An American Jew travels to Israel as part of a sponsored tour in this debut farcical comedy.
Adam Solomon has seen better days—he just got kicked out of law school; he’s on the outs with his grandfather after he quits a family enterprise; and he’s about to embark on a trip to Israel as part of The Sababa Project, an excursion designed to entice American Jews to fall in love with their spiritual homeland. As Momo Kafritz, the eccentric millionaire who “operates the largest America-to-Israel travel organization in the world,” explains, home can only be defined by love, and in this case, “JEWISH LOVE” is the only kind that really counts. Lieberman manages a satirical punchline in nearly every sentence—his group of travel companions is largely interested in maniacal drug and alcohol consumption and the relentless pursuit of casual sex. Adam has his own trysts—he quickly romances Liora, the disaffected daughter of Momo, and Sarai, a DJ grieving over the recent loss of her child’s father. Only armed with “broken, badly sprained Hebrew,” Adam obsessively tries to track down a high-tech ambulance his family’s philanthropic organization donated—it was his idea, though he received no credit for it—which seems to have been turned into a heavily armored tactical vehicle. Meanwhile, his sassy bus mate, Caitlin Cohen—from the vehicle, she catcalls Israeli soldiers, “Let’s make Saba-babies together!”—tries to find some passable sushi, a search that takes her to the dangerous occupied territory.

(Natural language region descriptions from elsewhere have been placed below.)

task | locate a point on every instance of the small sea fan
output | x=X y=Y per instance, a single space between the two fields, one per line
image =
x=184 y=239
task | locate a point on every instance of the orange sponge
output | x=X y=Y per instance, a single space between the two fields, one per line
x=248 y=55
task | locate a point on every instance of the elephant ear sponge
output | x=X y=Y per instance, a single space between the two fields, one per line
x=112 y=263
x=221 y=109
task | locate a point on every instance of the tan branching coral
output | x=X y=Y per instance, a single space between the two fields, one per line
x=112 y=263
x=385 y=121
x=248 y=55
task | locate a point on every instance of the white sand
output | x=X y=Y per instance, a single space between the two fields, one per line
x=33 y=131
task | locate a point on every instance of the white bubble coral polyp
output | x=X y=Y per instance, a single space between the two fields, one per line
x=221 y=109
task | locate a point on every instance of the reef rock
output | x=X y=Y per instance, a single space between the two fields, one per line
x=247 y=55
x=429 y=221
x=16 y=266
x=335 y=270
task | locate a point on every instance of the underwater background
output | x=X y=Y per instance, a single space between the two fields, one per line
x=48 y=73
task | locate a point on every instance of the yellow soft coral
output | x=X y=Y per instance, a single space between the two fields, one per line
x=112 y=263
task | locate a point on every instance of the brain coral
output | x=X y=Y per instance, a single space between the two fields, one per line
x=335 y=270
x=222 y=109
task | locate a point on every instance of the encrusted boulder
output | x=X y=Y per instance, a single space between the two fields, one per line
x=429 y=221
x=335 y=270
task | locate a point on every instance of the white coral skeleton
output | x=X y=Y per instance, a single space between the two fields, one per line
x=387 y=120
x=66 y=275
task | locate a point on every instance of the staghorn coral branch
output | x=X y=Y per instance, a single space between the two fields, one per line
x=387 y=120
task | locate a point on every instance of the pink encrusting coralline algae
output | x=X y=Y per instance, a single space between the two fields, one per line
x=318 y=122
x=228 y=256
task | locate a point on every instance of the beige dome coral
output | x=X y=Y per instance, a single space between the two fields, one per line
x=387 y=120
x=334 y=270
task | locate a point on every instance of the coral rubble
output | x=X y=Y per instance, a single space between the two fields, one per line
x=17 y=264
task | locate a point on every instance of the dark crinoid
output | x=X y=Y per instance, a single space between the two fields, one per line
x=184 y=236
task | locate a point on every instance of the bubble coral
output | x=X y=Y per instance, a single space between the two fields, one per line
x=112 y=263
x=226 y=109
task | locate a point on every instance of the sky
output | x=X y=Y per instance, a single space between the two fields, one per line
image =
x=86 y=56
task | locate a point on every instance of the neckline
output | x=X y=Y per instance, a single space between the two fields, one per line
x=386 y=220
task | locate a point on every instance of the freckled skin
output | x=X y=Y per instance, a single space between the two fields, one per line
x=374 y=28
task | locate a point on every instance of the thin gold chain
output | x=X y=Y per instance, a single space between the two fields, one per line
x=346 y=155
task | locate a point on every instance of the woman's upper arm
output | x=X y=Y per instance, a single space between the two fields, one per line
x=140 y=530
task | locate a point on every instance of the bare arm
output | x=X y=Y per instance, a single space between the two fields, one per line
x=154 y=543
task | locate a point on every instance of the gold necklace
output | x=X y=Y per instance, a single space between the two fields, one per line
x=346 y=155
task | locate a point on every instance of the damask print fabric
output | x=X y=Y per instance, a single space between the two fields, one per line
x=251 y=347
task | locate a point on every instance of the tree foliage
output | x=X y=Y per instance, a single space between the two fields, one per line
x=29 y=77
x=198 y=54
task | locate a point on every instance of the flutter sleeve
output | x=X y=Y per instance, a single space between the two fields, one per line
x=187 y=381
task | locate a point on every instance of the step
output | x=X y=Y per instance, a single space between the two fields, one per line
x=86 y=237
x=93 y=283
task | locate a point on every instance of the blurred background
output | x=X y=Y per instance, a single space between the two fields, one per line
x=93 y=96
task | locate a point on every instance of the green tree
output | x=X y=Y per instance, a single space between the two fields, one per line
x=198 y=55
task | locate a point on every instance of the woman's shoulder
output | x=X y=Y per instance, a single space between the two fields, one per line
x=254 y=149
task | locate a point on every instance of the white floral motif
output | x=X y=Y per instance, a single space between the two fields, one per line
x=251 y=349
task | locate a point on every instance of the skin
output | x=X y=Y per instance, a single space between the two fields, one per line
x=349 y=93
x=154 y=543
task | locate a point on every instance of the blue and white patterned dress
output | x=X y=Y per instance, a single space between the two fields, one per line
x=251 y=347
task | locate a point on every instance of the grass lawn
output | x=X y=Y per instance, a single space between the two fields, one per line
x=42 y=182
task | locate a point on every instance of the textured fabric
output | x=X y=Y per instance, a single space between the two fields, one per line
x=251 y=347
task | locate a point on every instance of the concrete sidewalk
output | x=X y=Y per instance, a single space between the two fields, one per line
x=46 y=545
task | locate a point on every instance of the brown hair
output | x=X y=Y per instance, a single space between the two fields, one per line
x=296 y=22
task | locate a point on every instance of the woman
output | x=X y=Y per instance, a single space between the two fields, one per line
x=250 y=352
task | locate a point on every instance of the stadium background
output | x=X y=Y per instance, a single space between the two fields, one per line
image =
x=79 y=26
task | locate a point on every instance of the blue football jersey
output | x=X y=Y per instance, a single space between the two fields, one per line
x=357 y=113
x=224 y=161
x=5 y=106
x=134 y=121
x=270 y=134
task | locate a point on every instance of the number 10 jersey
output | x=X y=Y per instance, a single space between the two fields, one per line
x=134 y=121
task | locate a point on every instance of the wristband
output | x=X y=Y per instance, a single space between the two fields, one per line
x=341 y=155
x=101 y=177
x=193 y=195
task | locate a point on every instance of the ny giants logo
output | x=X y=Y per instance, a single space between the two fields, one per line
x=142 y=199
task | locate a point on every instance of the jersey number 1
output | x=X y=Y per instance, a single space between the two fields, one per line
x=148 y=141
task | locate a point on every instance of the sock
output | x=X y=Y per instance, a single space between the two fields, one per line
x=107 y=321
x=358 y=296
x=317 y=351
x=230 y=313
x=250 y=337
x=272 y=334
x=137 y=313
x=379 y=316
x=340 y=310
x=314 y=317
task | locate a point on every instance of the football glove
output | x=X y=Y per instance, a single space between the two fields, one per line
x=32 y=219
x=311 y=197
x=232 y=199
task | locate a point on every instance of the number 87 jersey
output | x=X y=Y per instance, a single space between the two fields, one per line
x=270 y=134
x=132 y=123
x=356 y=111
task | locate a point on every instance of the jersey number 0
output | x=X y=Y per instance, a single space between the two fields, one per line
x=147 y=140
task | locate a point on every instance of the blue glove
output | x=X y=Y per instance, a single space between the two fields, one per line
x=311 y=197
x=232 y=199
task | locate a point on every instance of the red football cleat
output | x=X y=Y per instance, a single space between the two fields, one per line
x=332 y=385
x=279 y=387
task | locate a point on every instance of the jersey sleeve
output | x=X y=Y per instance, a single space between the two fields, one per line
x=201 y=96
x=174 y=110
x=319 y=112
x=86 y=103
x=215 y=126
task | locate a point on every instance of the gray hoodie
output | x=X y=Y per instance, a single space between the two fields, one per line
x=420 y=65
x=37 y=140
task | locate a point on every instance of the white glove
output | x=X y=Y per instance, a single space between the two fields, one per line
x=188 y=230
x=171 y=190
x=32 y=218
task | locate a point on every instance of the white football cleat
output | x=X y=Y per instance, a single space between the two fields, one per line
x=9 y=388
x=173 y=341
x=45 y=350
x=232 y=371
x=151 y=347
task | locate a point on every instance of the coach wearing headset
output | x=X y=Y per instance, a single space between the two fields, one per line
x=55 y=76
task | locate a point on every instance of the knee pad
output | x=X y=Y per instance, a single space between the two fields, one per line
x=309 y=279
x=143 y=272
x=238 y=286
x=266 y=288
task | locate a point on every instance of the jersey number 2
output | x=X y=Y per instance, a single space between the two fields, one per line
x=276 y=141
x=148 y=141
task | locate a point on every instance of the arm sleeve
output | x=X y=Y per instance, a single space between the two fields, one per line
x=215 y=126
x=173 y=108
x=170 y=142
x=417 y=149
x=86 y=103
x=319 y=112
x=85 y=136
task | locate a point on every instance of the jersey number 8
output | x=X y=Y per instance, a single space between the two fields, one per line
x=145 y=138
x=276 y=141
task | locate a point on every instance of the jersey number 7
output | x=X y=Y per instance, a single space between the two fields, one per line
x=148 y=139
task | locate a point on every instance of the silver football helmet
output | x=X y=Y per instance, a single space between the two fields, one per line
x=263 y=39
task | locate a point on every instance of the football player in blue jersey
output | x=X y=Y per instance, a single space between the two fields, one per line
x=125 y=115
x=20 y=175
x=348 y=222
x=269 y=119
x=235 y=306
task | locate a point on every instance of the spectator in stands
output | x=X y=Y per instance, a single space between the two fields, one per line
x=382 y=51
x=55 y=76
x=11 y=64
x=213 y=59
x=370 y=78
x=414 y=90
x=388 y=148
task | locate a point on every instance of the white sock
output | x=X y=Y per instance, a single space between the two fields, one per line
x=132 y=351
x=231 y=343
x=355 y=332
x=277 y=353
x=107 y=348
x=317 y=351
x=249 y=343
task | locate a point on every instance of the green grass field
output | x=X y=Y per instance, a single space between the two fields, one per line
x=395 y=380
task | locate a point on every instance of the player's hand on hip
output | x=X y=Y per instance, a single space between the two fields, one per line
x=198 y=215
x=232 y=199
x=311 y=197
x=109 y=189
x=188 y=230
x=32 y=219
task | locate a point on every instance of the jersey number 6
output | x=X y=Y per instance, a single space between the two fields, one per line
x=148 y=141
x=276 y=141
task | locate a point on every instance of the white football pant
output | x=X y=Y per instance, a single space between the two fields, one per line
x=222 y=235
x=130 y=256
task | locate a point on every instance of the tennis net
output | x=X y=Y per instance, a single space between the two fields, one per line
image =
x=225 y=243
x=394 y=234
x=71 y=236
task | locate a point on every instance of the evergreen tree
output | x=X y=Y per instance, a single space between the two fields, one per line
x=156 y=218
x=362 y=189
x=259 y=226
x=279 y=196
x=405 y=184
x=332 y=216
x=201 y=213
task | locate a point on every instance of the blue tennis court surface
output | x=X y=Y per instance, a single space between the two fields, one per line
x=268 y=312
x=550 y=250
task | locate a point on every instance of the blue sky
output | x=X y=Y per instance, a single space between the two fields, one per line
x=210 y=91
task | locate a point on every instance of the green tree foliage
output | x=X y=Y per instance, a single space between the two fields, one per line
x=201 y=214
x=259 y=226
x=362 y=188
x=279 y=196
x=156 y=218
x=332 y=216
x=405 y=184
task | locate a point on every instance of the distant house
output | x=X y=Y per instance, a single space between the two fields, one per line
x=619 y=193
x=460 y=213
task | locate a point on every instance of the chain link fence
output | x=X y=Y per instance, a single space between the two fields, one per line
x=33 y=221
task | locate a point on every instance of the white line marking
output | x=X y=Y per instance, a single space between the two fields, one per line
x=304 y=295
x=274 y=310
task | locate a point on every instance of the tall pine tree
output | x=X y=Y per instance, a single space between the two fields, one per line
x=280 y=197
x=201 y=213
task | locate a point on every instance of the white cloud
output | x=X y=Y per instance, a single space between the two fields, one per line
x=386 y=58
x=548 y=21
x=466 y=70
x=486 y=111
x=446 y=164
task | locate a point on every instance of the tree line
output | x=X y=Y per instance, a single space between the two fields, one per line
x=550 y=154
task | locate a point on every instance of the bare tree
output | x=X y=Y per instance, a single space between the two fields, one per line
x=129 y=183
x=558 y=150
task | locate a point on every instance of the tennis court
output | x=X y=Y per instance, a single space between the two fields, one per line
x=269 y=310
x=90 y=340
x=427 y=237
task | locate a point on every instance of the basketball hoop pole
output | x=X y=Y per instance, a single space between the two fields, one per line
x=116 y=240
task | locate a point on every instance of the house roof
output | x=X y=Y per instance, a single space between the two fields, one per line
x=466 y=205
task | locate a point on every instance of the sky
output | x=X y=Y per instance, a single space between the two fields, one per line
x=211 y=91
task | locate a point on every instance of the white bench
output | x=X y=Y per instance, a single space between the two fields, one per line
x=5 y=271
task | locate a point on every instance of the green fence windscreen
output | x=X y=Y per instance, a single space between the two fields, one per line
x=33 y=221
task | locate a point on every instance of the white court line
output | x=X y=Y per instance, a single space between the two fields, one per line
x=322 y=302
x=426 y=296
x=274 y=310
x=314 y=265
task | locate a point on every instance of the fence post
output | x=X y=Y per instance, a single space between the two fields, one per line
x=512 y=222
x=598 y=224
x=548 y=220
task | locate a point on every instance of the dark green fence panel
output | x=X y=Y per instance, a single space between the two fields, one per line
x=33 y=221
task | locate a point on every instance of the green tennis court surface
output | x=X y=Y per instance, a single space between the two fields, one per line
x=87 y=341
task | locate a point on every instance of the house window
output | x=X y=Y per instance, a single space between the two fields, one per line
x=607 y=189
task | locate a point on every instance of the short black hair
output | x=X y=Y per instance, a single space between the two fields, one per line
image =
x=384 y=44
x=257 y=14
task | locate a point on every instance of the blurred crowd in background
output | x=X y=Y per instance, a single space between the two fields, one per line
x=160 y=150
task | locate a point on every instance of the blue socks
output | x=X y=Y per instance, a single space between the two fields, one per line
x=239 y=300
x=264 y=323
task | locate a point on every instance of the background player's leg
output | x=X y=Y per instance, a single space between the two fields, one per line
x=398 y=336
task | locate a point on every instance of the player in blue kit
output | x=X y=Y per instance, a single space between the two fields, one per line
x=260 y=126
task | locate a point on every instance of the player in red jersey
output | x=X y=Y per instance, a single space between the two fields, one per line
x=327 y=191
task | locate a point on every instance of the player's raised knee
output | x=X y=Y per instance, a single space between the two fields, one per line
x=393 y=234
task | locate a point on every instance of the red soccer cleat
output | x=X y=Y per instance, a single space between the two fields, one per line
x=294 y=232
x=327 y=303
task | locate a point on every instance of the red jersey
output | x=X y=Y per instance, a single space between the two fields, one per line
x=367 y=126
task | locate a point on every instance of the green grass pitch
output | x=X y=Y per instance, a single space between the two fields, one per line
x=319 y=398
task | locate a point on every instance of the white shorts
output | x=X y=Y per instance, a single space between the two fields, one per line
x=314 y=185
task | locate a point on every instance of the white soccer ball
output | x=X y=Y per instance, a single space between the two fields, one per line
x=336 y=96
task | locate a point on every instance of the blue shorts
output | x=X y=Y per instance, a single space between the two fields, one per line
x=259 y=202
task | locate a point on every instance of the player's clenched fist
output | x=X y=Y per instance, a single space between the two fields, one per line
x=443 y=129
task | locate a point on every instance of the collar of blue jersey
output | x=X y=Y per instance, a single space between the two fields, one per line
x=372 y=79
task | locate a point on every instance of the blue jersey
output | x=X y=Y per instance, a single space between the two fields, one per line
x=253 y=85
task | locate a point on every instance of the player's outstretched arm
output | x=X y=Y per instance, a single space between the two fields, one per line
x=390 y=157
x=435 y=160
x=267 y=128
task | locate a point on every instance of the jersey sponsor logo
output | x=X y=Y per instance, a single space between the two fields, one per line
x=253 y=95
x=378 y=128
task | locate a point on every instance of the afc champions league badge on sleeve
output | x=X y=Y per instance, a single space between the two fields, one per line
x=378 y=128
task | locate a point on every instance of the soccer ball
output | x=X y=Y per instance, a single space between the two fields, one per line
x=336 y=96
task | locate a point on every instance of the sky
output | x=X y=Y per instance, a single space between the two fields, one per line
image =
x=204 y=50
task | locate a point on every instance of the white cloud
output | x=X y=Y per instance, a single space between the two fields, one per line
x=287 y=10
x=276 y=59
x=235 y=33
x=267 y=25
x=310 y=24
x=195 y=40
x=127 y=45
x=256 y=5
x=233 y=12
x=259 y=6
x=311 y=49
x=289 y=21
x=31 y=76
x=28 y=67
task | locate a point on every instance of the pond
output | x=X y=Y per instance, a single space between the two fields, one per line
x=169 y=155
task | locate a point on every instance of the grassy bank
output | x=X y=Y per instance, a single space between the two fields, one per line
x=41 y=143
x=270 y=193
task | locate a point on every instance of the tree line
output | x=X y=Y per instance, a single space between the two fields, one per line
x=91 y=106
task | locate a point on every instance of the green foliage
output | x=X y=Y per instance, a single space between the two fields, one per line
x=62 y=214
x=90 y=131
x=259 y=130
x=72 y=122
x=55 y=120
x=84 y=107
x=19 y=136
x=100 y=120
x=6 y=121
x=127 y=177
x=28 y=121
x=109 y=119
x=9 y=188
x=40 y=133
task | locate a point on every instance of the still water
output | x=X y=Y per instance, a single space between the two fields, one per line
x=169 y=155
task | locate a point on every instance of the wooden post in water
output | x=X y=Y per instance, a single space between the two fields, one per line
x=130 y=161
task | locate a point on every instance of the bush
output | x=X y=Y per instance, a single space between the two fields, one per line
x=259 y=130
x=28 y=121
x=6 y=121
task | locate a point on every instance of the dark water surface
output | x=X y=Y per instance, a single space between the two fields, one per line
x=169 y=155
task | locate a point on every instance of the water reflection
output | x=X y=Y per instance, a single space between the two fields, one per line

The author’s plot is frenetically paced and comically manic—he describes Adam’s travel mates as a “group whose babka-toting mothers have reared them on a steady diet of nerves and anxiety.” And when Adam is asked whether his own mom is “a Jewish mother,” he responds: “She loves mah-jongg and worrying about stuff like that.” The strongest parts of the book deliver a lacerating irreverence—Lieberman is unafraid of caricaturing even the most sacred pieties, a tendency that is tantalizingly transgressive. In this regard, his novel, at its best, is reminiscent of Céline and, more recently, Paul Beatty. In addition, Lieberman succeeds, within the indefatigable absurdity, to raise some serious questions about the elusive nature of identity for a diaspora, and the split between secular Jews and orthodox religious adherents. But in place of a coherent plot, the author supplies a meandering road trip, and that narrative shiftlessness can be exhausting. Moreover, he bombards readers with a swarm of one-liners, and that too becomes more tedious than comical; the jokes themselves are often silly rather than clever. For example: “I tried to go to the bathroom but it was occupied,” a character named Eric starts. “JUST LIKE THE TERRITORIES!” Apparently the exclamation mark isn’t enough to signal to readers this is a joke—too much of the book is written in the heavy-handed spirit suggested by that promiscuous capitalization.
A comically astute but often overdone sendup of Jewish American culture.